Elisabete Finger é performer e coreógrafa, desenvolve trabalhos que perseguem uma ‘lógica de sensações’ e se ocupam de um erotismo da matéria: um corpo-matéria que se funde, colide, atravessa outras matérias. Foi artista residente na Casa Hoffmann (Curitiba), fez parte da Formação Essais no Centre National de Danse Contemporaine d’Angers (França), e do Programa SODA – Solo/Dance/Authorship (Berlim – Alemanha). Além disso, desenvolveu o projeto Discoreografia – Música, Dança e Blá, Blá, Blá – programas em áudio e vídeo, que tratam das relações possíveis entre música, movimento e processos criativos em artes do corpo (realizado pelo Ministério da Cultura e Instituto Itaú Cultural).
Primeiro, Elisabete, gostaria que você fizesse uma apresentação da tua formação e do que vem sendo teu trabalho ao longo desses anos.
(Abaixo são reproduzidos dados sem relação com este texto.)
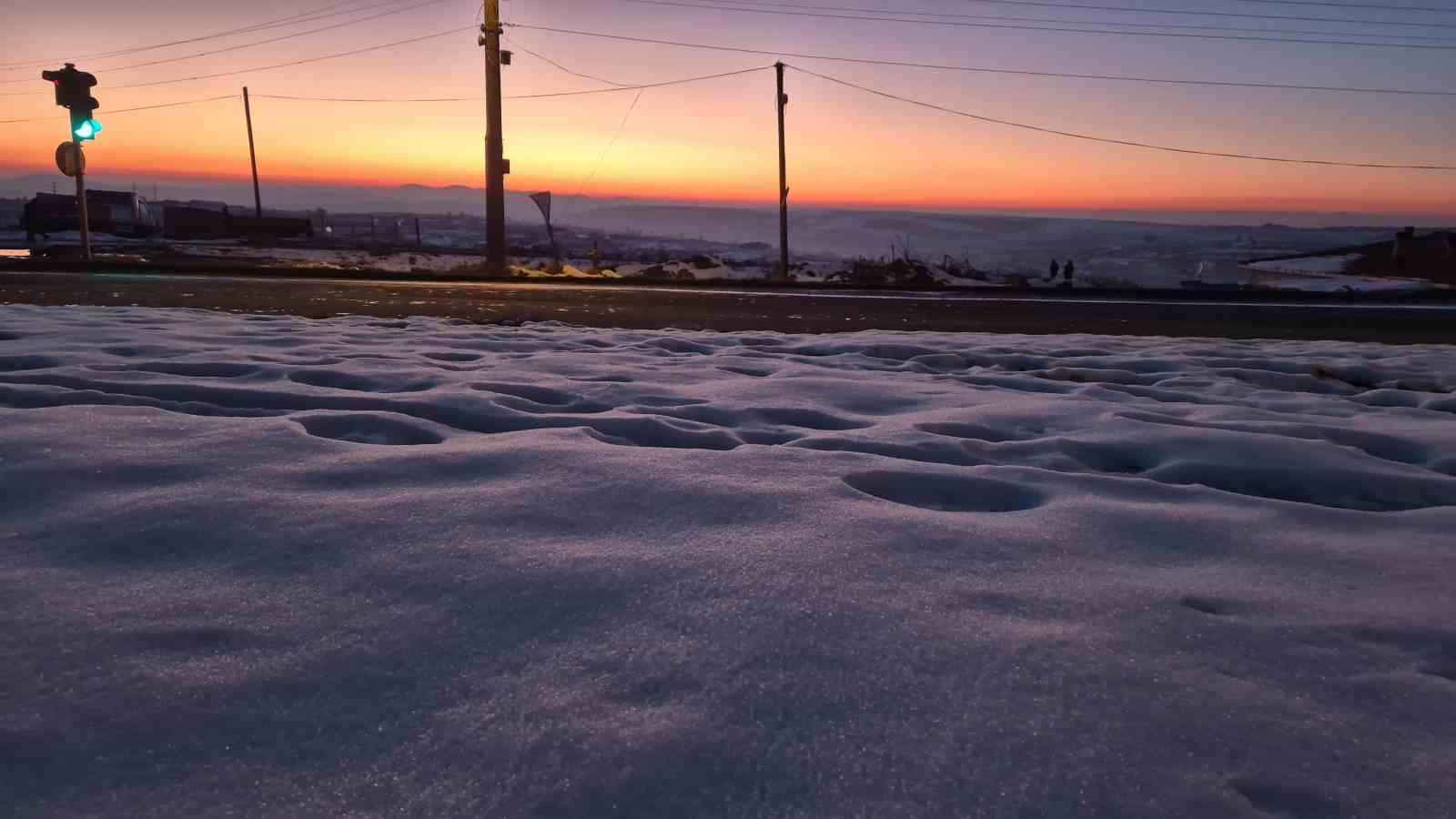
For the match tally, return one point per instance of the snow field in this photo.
(273, 566)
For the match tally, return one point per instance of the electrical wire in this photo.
(548, 95)
(611, 145)
(295, 19)
(1194, 26)
(985, 70)
(1187, 12)
(258, 43)
(1107, 140)
(1063, 29)
(1353, 6)
(516, 44)
(366, 50)
(131, 109)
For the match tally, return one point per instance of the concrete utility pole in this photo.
(494, 140)
(252, 153)
(784, 182)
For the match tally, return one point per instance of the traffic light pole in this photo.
(494, 142)
(80, 206)
(784, 184)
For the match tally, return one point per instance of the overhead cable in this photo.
(254, 44)
(1063, 29)
(1190, 12)
(983, 70)
(293, 19)
(1123, 24)
(1116, 142)
(131, 109)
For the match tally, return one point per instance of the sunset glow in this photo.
(715, 140)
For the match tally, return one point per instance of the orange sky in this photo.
(715, 140)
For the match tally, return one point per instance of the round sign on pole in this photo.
(70, 159)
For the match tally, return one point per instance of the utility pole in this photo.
(784, 182)
(494, 140)
(252, 153)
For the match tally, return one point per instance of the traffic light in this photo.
(73, 92)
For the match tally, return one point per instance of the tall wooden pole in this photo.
(494, 140)
(252, 153)
(784, 182)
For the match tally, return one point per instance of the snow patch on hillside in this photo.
(262, 564)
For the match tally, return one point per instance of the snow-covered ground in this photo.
(273, 566)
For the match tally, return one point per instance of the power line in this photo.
(548, 95)
(1067, 29)
(1194, 26)
(306, 16)
(302, 62)
(983, 70)
(1186, 12)
(611, 145)
(254, 44)
(1353, 6)
(131, 109)
(1107, 140)
(558, 65)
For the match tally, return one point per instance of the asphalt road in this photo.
(727, 309)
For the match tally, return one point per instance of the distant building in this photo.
(182, 222)
(121, 213)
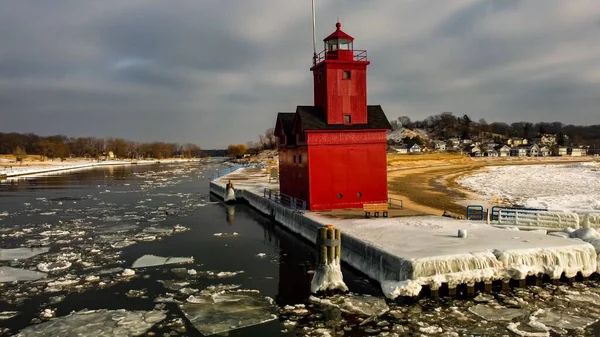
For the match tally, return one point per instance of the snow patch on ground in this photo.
(564, 187)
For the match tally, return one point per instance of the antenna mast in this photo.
(314, 34)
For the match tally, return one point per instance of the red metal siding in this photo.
(293, 177)
(338, 96)
(347, 163)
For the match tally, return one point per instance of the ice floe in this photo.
(153, 260)
(222, 312)
(21, 253)
(100, 323)
(9, 274)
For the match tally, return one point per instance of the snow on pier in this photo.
(406, 253)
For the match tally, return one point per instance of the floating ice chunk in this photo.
(514, 328)
(223, 312)
(153, 260)
(328, 277)
(585, 234)
(128, 273)
(8, 314)
(490, 313)
(9, 274)
(563, 320)
(366, 306)
(53, 266)
(113, 323)
(21, 253)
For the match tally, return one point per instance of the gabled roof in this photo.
(312, 118)
(285, 123)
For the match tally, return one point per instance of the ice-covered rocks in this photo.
(366, 306)
(153, 260)
(21, 253)
(105, 323)
(496, 313)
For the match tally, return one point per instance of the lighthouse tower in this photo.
(333, 154)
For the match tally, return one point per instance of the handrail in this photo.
(357, 55)
(287, 201)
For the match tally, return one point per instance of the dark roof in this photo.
(286, 119)
(312, 118)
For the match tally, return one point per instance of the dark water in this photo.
(89, 204)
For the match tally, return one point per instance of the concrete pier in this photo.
(406, 253)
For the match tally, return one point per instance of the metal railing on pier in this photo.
(296, 204)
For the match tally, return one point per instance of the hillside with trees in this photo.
(63, 147)
(447, 125)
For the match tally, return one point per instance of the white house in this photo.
(490, 153)
(533, 150)
(415, 149)
(520, 151)
(439, 145)
(503, 150)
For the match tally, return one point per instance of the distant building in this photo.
(503, 150)
(562, 151)
(520, 151)
(576, 151)
(533, 150)
(516, 141)
(545, 151)
(546, 139)
(439, 145)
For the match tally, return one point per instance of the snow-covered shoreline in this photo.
(28, 171)
(573, 186)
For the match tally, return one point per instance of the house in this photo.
(562, 151)
(546, 139)
(415, 148)
(439, 145)
(473, 151)
(519, 151)
(340, 138)
(533, 150)
(576, 151)
(490, 153)
(516, 141)
(503, 150)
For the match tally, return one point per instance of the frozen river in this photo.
(122, 251)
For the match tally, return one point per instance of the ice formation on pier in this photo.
(328, 277)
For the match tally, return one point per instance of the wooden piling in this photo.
(487, 286)
(471, 290)
(322, 249)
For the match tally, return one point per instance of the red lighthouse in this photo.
(333, 154)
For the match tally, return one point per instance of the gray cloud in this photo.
(215, 72)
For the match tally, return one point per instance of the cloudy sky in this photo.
(215, 72)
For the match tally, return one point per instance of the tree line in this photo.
(447, 125)
(61, 146)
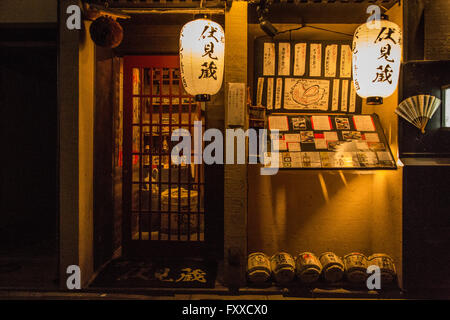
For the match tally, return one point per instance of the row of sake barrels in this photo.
(308, 267)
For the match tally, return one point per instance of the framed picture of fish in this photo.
(304, 76)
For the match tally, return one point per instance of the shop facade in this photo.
(121, 197)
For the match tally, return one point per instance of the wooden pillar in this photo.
(235, 175)
(413, 30)
(75, 110)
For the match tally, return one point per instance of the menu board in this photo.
(329, 141)
(305, 76)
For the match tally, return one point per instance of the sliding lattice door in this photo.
(163, 201)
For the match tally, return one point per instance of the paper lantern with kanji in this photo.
(376, 60)
(202, 51)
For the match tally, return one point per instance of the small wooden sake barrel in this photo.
(308, 267)
(283, 267)
(258, 267)
(355, 267)
(333, 267)
(386, 265)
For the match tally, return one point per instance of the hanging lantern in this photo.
(202, 51)
(376, 59)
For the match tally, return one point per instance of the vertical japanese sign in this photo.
(299, 59)
(202, 50)
(315, 60)
(236, 104)
(331, 60)
(269, 59)
(284, 58)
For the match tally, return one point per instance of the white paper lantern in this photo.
(202, 51)
(377, 50)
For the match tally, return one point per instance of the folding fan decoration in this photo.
(418, 110)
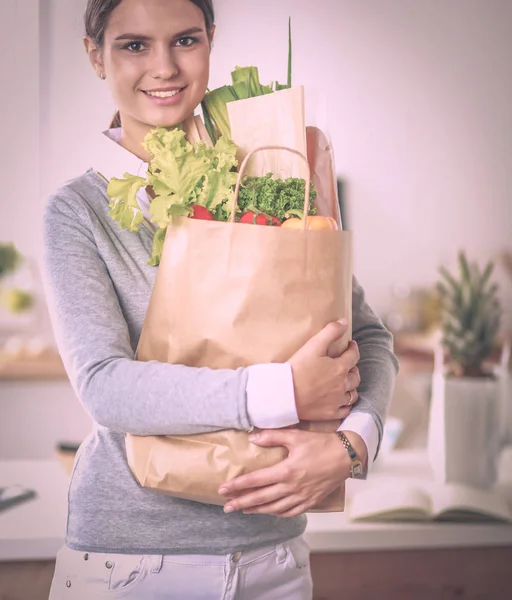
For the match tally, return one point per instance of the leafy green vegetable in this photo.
(281, 198)
(245, 83)
(10, 258)
(181, 175)
(124, 206)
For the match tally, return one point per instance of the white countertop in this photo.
(35, 530)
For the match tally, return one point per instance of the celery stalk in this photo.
(249, 76)
(215, 102)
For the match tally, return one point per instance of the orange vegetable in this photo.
(313, 222)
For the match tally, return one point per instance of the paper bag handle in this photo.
(244, 165)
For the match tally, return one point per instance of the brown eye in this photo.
(134, 47)
(186, 42)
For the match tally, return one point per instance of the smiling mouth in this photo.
(163, 94)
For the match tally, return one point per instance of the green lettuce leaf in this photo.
(124, 207)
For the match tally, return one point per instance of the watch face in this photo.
(357, 470)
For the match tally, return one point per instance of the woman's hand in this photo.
(325, 387)
(316, 465)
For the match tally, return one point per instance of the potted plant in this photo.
(12, 298)
(463, 437)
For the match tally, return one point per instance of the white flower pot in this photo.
(464, 431)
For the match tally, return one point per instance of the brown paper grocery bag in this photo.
(276, 119)
(253, 294)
Eu sempre estive envolvida com dança de alguma forma, mas foi só aos 17 anos que entrei num curso regular de dança. Morava em Curitiba e comecei a frequentar o Curso Permanente de Dança Moderna, ligado a Universidade Federal do Paraná. Além das aulas práticas diárias, o CPDM oferecia aulas teóricas de anatomia, teoria, história da dança… Foi então que eu comecei a me dar conta de que a dança é uma área de conhecimento e que há muito para se estudar e para produzir dentro desta área. Mas, na mesma época, eu fazia cursinho pré-vestibular, morava com meus pais e sentia essa pressão/preocupação familiar, era importante “ter uma profissão” e a dança não aparecia na lista de possibilidades. Acabei entrando na faculdade de Direito e, durante cinco anos, aquele prédio da UFPR no centro de Curitiba foi minha casa, estudava Direito pela manhã e frequentava as aulas de dança à tarde.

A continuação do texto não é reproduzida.